Sem qualquer tipo de ajuda financeira da companhia aérea, Sluijs calcula ter gasto R$ 200 mil entre as viagens e trabalhos na Associação de Familiares das Vítimas do Voo 447. “A única viagem que nos deram foi essa (para participar das cerimônias de um ano do acidente). Já pedimos apoio para que um representante da associação pudesse ir à França saber das investigações, mas eles negaram”, afirma ele, por telefone, de Paris, ao iG. “Eles não estão dispostos a facilitar em nada e não queremos favor, nem esmola. Nossa discussão é mais ampla, são vidas que se perderam e não têm preço”, afirma.
Com a morte da irmã, Sluijs, que mora em Belo Horizonte (MG), passou a ir semanalmente ao Rio de Janeiro cuidar da mãe, de 70 anos. “Vou dar assistência. Era a Adriana quem estava sempre presente e agora minha mãe perdeu a referência”, lamenta. Ele diz que o trabalho lhe permite horários mais flexíveis, mas ainda assim conta que teve que abrir mão de diversos compromissos para poder viajar e se dedicar à memória da irmã: para que acidentes como o que lhe tiraram a vida não voltem a acontecer. “É uma caminhada árdua.
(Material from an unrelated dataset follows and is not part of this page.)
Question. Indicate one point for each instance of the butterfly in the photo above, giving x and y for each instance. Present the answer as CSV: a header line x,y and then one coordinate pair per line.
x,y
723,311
Exorcizei meus próprios demônios, mas ainda me vejo muito abalado”, diz.
Se é possível encontrar algo positivo em meio a dor, Sluijs destaca a solidariedade e apoio que encontrou junto aos outros familiares de vítimas. “A gente descobre na tragédia amizades que vai carregar pela vida. É uma ajuda mútua. Hoje, alguém te empurra; amanhã, você empurra o outro”, afirma.
Corpos
Dos 228 passageiros e tripulantes do Airbus, apenas 50 corpos foram localizados. Adriana está entre as vítimas reconhecidas e Sluijs agradece por isso. “Não ter o corpo para enterrar é muito pior, vemos essa diferença entre as famílias. Eles vivem uma condição ainda mais traumática, é um ciclo que não se fecha”, considera.
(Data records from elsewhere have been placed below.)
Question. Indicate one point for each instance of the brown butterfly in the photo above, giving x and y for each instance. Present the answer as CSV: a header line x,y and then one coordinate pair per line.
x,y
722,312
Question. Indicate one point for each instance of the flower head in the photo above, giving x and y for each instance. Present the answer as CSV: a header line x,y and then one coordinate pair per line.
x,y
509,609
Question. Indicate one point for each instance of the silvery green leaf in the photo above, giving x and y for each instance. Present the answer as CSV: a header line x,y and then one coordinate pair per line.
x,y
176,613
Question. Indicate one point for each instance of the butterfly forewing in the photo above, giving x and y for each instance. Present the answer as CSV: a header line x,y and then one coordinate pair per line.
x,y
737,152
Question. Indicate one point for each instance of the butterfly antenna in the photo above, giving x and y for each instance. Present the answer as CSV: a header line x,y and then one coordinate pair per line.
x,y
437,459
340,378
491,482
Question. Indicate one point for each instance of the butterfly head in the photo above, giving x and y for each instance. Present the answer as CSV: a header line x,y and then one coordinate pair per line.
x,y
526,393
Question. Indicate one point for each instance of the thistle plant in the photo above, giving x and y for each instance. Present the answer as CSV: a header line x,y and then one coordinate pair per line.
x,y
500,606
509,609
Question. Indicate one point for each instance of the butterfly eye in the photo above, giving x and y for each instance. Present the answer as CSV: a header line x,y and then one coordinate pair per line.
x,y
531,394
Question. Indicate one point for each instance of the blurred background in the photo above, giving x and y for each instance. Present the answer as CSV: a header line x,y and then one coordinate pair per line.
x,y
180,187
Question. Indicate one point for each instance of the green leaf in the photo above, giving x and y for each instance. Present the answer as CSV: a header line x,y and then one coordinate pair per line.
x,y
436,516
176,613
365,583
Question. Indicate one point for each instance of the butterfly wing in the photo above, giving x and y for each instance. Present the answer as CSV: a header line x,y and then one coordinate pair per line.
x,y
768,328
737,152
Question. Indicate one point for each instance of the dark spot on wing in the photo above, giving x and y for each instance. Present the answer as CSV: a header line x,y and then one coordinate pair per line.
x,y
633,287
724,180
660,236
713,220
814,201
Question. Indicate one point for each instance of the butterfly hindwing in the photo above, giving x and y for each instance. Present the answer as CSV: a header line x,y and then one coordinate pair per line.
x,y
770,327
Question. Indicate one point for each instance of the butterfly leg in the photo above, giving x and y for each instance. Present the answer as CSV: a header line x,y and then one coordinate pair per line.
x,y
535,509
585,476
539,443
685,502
Situação essa que é vivida por Nelson Marinho, que não pôde enterrar o filho Nelson Marinho Filho, de 40 anos, mecânico de engrenagens. “Sem o corpo a gente não materializa a morte da pessoa”, afirma ele, que preside a associação dos parentes das vítimas. “Falta um pedaço da gente”.
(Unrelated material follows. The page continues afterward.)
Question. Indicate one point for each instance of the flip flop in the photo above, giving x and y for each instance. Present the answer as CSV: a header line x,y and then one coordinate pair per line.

Investigação e indenização
De acordo com Marinho e Sluijs, a maioria das famílias entrou com pedido de indenização nos Estados Unidos. Acreditam que lá ele deve sair mais rápido. “No Brasil é tudo muito difícil, sabemos que as empresas sempre recorrem das sentenças e esperam chegar ao Superior Tribunal de Justiça (STJ). Nos Estados Unidos eles sabem que se recorrerem, geralmente, ela fica ainda mais cara”, afirma Sluijs.
Segundo eles, até o momento, nenhuma família foi indenizada. “Quatro meses depois do acidente a indenização da aeronave já tinha sido paga. A nossa não temos nem previsão”, critica Nelson Marinho, que está na França, mas afirma que não irá participar de nenhuma das homenagens organizadas pela Air France. “Vim aqui para protestar”.
Os dois criticam o “distanciamento estratégico” da companhia aérea e afirmam que interesses econômicos impedem uma investigação mais rigorosa das causas do acidentes. “Quando você faz uma pergunta difícil, eles somem. Sabemos que houve um problema nos sensores de velocidade, mas que sozinho não derrubaria uma aeronave. Houve falhas em outros equipamentos, o que implicaria em mudança em todas as aeronaves”, afirma. “Além do ônus econômico gigantesco, teria impacto no prestígio da empresa de assumir um problema. A verdade é cara, então, é melhor não ser dita”, avalia Sluijs.
“O que eles fazem é criar cortinas de fumaça para desviar a atenção das pessoas que estão sofrendo”, completa Marinho.